Lambert observed that whereas in real estate, “It is location, location, and location,” in higher education “it is faculty, faculty, and faculty. If we understand that our job is making that Harvard faculty available to adult part-time learners, it actually becomes fairly simple. And we must have innovation going on all the time, all over Harvard, wherever faculty touch students.” His colleague Bol cited several dyadic tensions: between innovation and production; between free courses and sustainability (“a little bit from a lot of people makes education more sustainable for everybody”); between content and form; and between creating knowledge and transmitting knowledge. Lambert responded that in a research university, creating and transmitting knowledge could be convergent: “Invention is a process of spending money to create knowledge; innovation is a process of spending knowledge to create money.”

Provost Alan Garber closed the conference with a few observations. During the day, participants had more than once fondly recalled a spontaneous outburst at the inaugural HILT conference from Rita Hauser, L ’58 (funder of the program with her husband, Gustave M. Hauser, J.D. ’53): “Let’s blow it up!” she exclaimed concerning the traditional, ossified model of learning. But Garber smilingly gave his impression that “we haven’t blown anything up, nor is that necessarily what we do best. Universities do evolution much better than revolution.”
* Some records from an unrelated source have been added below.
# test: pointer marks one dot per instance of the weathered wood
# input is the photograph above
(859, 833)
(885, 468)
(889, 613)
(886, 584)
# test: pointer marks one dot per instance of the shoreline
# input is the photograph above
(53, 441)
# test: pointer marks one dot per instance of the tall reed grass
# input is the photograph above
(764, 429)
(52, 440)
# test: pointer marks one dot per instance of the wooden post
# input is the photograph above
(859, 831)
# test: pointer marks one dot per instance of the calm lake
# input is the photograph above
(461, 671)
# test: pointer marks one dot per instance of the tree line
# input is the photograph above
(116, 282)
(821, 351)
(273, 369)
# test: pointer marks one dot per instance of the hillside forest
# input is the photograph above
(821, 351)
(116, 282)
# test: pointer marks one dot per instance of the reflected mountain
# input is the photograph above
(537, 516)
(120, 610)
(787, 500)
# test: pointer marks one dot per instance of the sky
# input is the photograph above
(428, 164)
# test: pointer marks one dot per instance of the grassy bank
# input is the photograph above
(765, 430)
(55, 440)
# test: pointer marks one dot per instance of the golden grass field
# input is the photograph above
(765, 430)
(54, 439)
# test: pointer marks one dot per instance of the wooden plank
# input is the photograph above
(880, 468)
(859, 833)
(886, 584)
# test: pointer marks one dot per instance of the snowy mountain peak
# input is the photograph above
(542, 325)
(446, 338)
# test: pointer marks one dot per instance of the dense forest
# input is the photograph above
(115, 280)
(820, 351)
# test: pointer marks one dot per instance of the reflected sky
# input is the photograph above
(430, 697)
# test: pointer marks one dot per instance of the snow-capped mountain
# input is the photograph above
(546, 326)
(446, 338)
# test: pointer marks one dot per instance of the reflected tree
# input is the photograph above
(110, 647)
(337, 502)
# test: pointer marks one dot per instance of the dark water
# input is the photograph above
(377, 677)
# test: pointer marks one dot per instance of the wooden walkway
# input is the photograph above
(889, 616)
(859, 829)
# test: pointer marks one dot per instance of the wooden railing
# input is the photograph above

He said that “teaching an online course is much more time-consuming than anyone expected—maybe three to four times what a conventional course takes. Yet we still have an oversupply of faculty members wanting to teach online.” He declared that “our core mission remains to educate Harvard students, and we believe that the better we get at educating Harvard students, the better will be the materials we have to offer the world.”